2017年夏頃を境に、イスラム国のイラク・シリア地域での支配地域は激しい空爆と内戦によって奪還され、ほぼ壊滅かと思われていた。しかし、中東における内戦から、アフリカやヨーロッパ、東南アジア地域でのテロ攻撃に作戦が変化し、壊滅していないという。テロの費用は拘束した外国人の人質身代金で賄われている。人質を救うことが、次のテロ攻撃の経費に回される事実をどう考えるのか。2018年には1人のフリージャーナリストに対し200億ドルとも言われる身代金を渡したことによって、日本もテロに加担してしまっているということ。

2019/06/09

hjms

「イスラム国」という呼称は彼らの主張を認めるようで抵抗があったが、彼らの支配地域ではインフラの整備、イスラーム法による統治などなど、部分的には「国家」として機能していたのが意外だった。SNSを駆使したプロモーション活動など手口としては確かに革新的・最先端かもしれないが、カリフ制国家を樹立してグローバリズムに対抗しようという原理はやはり前時代的に感じる。どれだけ主張しようが排他的なムスリム至上主義にしか聞こえない。まずはあなた、スンニ派とシーア派がお互い認め合ったら?って思う。まあ無理だろうけど…

2018/04/09

in medio tutissimus ibis.

イスラム国はグローバリゼーションの鬼子である。多極体制下中東の代理戦争の泥沼から利益を掠め、テクノロジーとプロパガンダを駆使して西欧諸国にも賛同者を募り、カリフ制国家建国という基本戦略によって地歩を得た。
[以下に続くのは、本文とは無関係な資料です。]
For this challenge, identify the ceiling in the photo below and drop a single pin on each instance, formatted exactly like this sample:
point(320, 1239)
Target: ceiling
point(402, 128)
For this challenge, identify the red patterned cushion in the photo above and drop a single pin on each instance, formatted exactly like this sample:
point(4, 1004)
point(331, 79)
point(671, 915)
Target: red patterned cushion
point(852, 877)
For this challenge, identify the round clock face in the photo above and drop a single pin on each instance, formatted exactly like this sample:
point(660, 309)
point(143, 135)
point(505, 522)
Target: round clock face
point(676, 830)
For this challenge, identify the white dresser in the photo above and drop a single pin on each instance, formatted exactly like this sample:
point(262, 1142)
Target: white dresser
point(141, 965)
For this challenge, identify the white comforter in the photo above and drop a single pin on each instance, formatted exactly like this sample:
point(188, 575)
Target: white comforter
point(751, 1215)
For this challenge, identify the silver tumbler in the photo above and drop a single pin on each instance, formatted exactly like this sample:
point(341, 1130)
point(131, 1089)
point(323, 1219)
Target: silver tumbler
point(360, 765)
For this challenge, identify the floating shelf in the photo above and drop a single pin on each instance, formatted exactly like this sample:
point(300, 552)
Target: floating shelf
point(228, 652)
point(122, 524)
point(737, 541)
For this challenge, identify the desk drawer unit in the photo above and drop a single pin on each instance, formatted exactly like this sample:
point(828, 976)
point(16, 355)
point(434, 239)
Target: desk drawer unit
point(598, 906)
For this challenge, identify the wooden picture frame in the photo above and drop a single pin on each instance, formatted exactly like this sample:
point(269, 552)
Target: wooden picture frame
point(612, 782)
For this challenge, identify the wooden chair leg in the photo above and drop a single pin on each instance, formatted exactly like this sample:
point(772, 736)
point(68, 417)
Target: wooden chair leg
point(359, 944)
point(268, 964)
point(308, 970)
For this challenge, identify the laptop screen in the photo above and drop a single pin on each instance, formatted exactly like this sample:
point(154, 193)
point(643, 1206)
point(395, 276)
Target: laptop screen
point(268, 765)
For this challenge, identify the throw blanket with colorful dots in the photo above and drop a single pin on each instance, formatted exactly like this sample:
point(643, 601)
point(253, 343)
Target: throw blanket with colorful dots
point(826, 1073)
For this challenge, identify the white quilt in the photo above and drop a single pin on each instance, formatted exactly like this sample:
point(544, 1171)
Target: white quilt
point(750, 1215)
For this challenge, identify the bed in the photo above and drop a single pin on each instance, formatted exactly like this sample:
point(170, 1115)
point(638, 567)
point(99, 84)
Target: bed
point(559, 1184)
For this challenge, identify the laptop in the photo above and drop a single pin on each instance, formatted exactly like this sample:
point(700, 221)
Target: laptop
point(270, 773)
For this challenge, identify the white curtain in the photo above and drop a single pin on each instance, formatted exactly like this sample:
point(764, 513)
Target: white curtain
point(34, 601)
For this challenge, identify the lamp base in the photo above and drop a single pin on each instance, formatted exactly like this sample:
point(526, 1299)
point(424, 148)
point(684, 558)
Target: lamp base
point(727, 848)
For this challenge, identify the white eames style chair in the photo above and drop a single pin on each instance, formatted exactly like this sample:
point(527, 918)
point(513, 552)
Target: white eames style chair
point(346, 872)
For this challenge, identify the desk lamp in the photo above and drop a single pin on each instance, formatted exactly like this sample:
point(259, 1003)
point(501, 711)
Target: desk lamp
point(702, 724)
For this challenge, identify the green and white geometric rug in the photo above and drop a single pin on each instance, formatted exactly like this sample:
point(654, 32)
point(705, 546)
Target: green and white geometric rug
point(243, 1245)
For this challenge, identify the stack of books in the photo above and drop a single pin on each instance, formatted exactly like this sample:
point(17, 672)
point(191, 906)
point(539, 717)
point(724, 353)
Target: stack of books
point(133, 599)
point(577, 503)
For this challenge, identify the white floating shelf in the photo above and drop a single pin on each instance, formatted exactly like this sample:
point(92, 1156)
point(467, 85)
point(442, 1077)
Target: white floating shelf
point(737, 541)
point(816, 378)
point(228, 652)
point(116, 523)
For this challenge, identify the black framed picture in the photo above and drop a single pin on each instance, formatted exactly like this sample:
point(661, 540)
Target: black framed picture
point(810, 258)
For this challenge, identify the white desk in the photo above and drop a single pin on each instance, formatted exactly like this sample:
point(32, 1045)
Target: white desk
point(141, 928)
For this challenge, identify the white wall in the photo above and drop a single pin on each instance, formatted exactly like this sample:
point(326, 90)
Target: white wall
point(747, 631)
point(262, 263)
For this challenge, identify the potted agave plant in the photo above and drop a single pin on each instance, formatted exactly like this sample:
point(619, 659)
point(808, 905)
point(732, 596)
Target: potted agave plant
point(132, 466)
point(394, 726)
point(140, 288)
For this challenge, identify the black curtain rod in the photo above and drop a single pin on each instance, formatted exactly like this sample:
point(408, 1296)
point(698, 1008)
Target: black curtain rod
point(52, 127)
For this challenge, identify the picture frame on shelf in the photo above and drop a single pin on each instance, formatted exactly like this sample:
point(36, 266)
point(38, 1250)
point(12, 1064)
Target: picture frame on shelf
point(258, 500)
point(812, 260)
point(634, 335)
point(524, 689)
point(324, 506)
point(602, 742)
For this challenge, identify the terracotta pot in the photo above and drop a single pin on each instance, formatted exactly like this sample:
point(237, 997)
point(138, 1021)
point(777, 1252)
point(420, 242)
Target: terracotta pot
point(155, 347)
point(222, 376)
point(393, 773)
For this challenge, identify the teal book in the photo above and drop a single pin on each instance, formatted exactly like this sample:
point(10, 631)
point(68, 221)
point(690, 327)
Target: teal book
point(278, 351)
一方で彼らはローカルな存在であることにも徹した。支配地に治安とインフラをもたらし、地下資源の利益を配分し、戦闘員に結婚相手の斡旋をする。テロリズム、イスラム原理主義、秘密主義のヴェールの下に見えるその素顔は現実主義的な国民国家に驚くほど近い。情勢は変化しても、これを生んだ欧米や中東の環境と思想に変化はない

2018/12/23

ポニョ

今更だが、イスラム国の実態について気になり読んでみた。現在話題となっているイスラム国がこれまでの武装過激化組織とは似ても似つかない事がかなり強調されていた。マスメディアを巧みに使い、グローバル規模で活動し、かなり近代的な組織を作り上げている。イスラム国が国家として認められる、そんな恐ろしい日が来るのであろうか。そうなる前に先進国が不安定な状態が続く中東に手を差し伸べるべきではないだろうかと考える。